Lets talk about parameters:
--zoom
is a float in the range 0-1 and determines the zoom rate of the uninitialized localization network at the start of training (try to set it to 0.5
and 0.9
and have a look at the images in the bboxes
folder for the first iteration)--optimize-all-intervall
is a switch that was originally used to test whether it makes sense to run optimize the parameters of the recognition network more often than the parameters of the localization network (turns out, it doesn't help). So this is another parameter that I should delete :sweat_smile: other interesting parameters:
--send-bboxes
turns on sending of bbox images. You can use this switch in conjunction with the show_progress.py
script --area-factor
determines the strength of the area loss regularizer, you can play around with this and encourage the localization net to predict smaller bboxes--area-scale-factor
this factor is used to determine how the area loss factor is changing over time (if used by the loss metric), also a bit legacy, but could be useful--aspect-factor
as area factor the weighting factor for adding the aspect ratio loss regularization to the overall lossHope that helps =)
Thanks, you helped a lot! If you dont mind i have one else question. I'm new to Chainer and I do not understand how replace last classifier layer on the pretrained model, cause i use new charmap and my label_size
is now 57. I used the following code
with numpy.load('path-to-model') as f:
for key,value in f.items():
if str(key) == 'recognition_net/classifier/b' or str(key) == 'recognition_net/classifier/W':
print('{} - {}'.format(key, len(str(value))))
to check the size of classifier layer and I expected to see 52 (default label_size
), but i got
recognition_net/classifier/b - 632
and recognition_net/classifier/W - 499
. How do I remove the last layer and what should be the new dimension for my case? Thanks =)
Looks alright so far, but there is an error in your code snippet:
with
print('{} - {}'.format(key, len(str(value))))
you are not printing the length of the array, but the length of the stringified version of the array, so if you are doing:
print('{} - {}'.format(key, len(value)))
you should get 52
as result for b
and also for W
:wink:
I encounter the same problem python train_text_recognition.py /home/dev2/see/datasets/vin/path.json /home/dev2/see/datasets/vin/logs --char-map ../datasets/fsns/fsns_char_map.json -b=64 -r ../datasets/model/model_190000.npz
btw : is this accuracy is tested on my new dataset? @Bartzi
@Bartzi Could somebody, please, provide a minimum example of flags to train text recognition on a new dataset and not get zero accuracies all the time? I am already tried various combinations and still do not get anything (despite the training loss decrease steadily, which is odd).
Yes I can give you an example:
python train_text_recognition.py <path to curriculum.json> -b 60 --blank-label 0 --char-map ../datasets/textrec/ctc_char_map.json --zoom 0.9 --area-factor 0.1 -lr 1e-4
and that should be it...
However, it might take some time until the accuracy goes up, although the loss is decreasing.
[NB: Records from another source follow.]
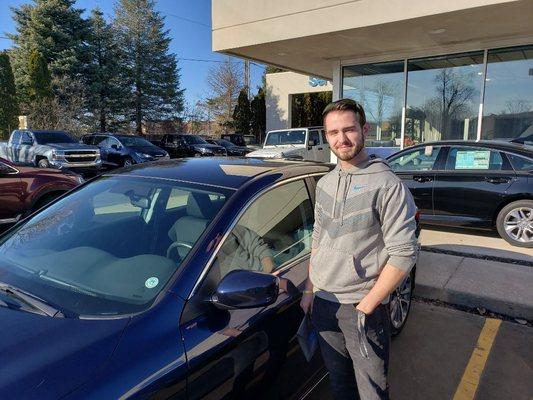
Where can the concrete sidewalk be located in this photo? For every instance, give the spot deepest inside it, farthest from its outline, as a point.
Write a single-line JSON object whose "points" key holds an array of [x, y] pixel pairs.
{"points": [[503, 288]]}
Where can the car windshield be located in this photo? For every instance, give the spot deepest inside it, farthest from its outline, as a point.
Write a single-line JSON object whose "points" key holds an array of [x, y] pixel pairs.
{"points": [[285, 137], [191, 139], [134, 141], [52, 137], [110, 247]]}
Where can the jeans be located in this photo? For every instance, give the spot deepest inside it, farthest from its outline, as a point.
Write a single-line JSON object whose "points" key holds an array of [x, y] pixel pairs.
{"points": [[357, 361]]}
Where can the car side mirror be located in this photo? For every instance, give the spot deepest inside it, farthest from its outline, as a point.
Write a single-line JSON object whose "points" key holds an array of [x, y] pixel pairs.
{"points": [[241, 289]]}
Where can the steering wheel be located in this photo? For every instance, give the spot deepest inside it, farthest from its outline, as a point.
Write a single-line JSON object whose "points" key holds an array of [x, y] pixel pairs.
{"points": [[175, 245]]}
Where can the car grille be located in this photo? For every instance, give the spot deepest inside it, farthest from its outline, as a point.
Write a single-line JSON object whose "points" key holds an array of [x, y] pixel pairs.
{"points": [[80, 156]]}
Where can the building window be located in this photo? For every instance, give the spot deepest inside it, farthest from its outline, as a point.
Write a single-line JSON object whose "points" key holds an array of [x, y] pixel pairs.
{"points": [[380, 89], [443, 96], [508, 105]]}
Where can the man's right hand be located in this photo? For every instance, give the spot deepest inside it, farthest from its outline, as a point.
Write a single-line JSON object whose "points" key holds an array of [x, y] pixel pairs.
{"points": [[307, 302]]}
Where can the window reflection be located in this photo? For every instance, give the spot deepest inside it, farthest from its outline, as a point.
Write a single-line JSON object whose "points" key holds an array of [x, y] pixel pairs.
{"points": [[508, 105], [443, 96]]}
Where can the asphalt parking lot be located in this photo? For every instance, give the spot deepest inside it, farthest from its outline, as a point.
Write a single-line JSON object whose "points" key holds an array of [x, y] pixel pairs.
{"points": [[447, 354]]}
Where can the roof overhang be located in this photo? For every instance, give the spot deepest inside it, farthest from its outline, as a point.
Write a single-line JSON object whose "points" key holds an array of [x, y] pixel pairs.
{"points": [[309, 36]]}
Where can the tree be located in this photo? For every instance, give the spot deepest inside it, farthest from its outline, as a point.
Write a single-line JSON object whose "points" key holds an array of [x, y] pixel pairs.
{"points": [[39, 79], [106, 92], [56, 30], [9, 109], [152, 72], [242, 114], [225, 81], [258, 115]]}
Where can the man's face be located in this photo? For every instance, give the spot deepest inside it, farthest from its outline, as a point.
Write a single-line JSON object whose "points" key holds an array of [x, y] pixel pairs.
{"points": [[345, 135]]}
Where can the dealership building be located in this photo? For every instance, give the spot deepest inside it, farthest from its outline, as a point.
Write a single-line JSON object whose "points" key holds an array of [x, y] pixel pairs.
{"points": [[423, 70]]}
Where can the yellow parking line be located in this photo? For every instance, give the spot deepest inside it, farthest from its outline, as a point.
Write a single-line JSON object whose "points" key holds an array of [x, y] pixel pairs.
{"points": [[470, 380]]}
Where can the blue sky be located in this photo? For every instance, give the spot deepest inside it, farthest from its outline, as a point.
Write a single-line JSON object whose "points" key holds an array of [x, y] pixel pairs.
{"points": [[190, 29]]}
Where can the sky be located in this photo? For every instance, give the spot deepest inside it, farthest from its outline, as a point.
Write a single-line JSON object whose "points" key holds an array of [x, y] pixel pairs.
{"points": [[189, 23]]}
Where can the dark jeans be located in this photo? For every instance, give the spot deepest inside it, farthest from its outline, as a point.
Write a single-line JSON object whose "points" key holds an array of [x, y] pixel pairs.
{"points": [[356, 362]]}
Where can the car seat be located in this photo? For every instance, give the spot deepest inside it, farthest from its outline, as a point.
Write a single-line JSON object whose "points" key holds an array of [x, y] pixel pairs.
{"points": [[187, 229]]}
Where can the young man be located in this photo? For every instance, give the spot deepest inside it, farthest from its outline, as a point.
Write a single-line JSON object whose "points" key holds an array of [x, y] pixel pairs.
{"points": [[364, 245]]}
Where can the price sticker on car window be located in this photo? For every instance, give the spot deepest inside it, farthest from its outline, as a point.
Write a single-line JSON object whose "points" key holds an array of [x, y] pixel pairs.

It could also be that there is a bug in the accuracy calculation method.
Hi, I'm running the demo with pretrained model and following code
python train_text_recognition.py ../small_dataset/curriculum.json ./logs --char-map ../small_dataset/ctc_char_map.json -g=0 -b=64 --model ../model/model_190000.npz --epochs 5 -li 10 --use-serial-iterator -lr 0.000001 --lr-step 0
. Despite the small lr my accuracy is always 0, can anybody explain this to me?